This is possibly the best tasting dish I’ve created to date! I found a recipe for Gordon Ramsay’s duck breast and tried to replicate the main components down to the dot (including the parsnip puree) while modifying some aspects (used tomatillo to add some balance to the sweet chutney).
The duck breast is a beautiful piece of meat. I really like cooking with it, and I think this is the best way to savor the cut. I’m not a huge fan of traditional Chinese BBQ duck and never knew duck breast could taste this awesome until I did this. I was so engrossed in cooking that I didn’t notice I got rendered duck fat (yum!) on the camera lens so some of the later photos are a bit smudgy. The recipe is modified from Red Online.
You will need:
- 2 duck breasts
- Fresh tomatillos
- Cranberry chutney
- Heavy cream
- Fresh milk
- Goat cheese
- Madeira wine
The duck breast needs to be scored for better cooking and I did three (3) quick and light incisions into the skin – barely hitting the meat below.
I did not use *any* butter or olive oil. I just slapped the duck breast skin side down on the pan and kept the heat consistent. You’ll be amazed by how much oil the skin produces!
The tasty skin from the duck breast renders into delicious duck fat. You can get an insane amount of the stuff – probably 6-7 tablespoons of duck fat from 2 medium breasts alone! There’s nothing quite like duck fat rendering – it smells positively mouth-watering.
I actually bought the tomatillos to make salsa verde but I thought it’ll be perfect to put an acidic twist, which was supposed to be from the zest and juice of an orange. The original recipe by Gordon Ramsay also calls for port and cranberry jelly which I substituted with Madeira wine and Cranberry Apple Chutney.
BTW, if you think that the tomatillos looks a lot like cape gooseberry (sold as physalis here) that’s coz they come from the same family!
The duck breasts are really easy to cook – after about 10 minutes on low heat with the skin side down, the fat has mostly rendered – flip them over and lightly brown the other side for a couple of minutes and leave it to rest.
The Madeira wine is used to deglaze the pan. It’s a cooking term that means “scrape the crap from your pan with a liquid while keeping the heat on and keep the liquid + crap”.
Meanwhile, I had cut my parsnips into small chunks, steamed them and peeled it to be ready for the food processor – in reverse order. Add some heavy cream and put it on high for a couple of seconds. I also added some fresh milk and then puréed the parsnips some more. You can make the parsnip puree creamier by sieving it though some fine mesh before serving.
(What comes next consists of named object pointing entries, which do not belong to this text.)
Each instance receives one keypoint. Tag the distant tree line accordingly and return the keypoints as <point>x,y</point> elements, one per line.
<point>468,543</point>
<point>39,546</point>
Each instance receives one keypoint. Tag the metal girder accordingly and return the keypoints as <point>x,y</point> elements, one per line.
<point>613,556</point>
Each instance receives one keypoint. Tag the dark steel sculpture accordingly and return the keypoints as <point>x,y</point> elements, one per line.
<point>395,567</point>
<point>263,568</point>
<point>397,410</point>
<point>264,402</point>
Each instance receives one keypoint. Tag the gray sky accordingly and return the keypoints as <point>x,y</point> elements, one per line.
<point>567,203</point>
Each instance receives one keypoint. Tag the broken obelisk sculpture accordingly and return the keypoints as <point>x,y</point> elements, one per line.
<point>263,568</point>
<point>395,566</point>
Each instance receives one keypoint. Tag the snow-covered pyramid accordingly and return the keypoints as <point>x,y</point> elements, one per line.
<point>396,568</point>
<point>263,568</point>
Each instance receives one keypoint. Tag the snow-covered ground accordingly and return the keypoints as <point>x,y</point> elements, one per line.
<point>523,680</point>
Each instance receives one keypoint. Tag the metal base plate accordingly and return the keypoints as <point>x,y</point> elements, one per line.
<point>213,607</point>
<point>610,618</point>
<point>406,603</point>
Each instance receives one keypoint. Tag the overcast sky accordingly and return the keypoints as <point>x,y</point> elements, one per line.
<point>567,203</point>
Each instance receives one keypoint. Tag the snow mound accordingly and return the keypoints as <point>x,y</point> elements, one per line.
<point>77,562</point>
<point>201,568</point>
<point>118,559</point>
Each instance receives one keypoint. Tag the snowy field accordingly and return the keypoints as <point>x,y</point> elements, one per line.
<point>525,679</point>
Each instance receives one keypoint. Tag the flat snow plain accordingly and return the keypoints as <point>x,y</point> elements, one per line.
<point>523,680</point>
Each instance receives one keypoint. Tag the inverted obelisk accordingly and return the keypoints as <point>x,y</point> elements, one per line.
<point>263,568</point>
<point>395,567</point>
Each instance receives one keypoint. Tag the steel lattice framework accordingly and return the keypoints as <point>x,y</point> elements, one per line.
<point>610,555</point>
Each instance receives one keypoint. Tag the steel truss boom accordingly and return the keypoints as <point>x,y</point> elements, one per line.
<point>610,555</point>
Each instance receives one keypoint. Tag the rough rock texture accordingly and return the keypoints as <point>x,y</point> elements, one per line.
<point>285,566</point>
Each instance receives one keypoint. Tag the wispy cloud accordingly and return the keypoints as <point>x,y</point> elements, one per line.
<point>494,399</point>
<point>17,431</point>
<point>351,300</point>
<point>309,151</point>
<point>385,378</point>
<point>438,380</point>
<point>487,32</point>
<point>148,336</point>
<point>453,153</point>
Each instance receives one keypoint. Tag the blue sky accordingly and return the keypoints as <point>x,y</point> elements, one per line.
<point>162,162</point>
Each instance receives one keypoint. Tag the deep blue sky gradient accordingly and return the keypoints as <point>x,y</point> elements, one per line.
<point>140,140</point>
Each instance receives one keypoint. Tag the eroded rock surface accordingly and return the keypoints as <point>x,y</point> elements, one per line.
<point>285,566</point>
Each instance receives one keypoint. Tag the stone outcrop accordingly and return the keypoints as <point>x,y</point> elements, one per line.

Back to the sauce, I added chopped tomatillos, cranberry and apple chutney and Madeira wine to deglaze the pan. I let this bubble for about 10 minutes to extract the flavor from the tomatillos, tasted it and pronounced it good!
However, I thought it would be *better* with some butter so I put in a generous slice of butter and the Madeira jus was ready to be poured on top of the rested duck!
I sliced one duck breast for my dear and kept mine whole. I wanted my duck breast to be served on top of the Madeira jus with cranberry apple chutney and tomatillos so I plated my dish with the duck sitting on top of the sauce.
My dear wanted hers sliced so that’s what I did and spooned the sauce over the duck. I also added some salad and edible flowers in addition to the parsnip purée on the side. I’m told that this is my best dish to date and I quite like it as well!
The duck breast tastes deliciously rich and the sweet-acidic Madeira jus complements it perfectly. The parsnip purée is ingenious too since the dish would be way to heavy with potatoes. I’m really keen to cook this again, it’s surprisingly easy and the rendered duck fat can be kept and used for other things (they actually sell duck fat in some gourmet groceries).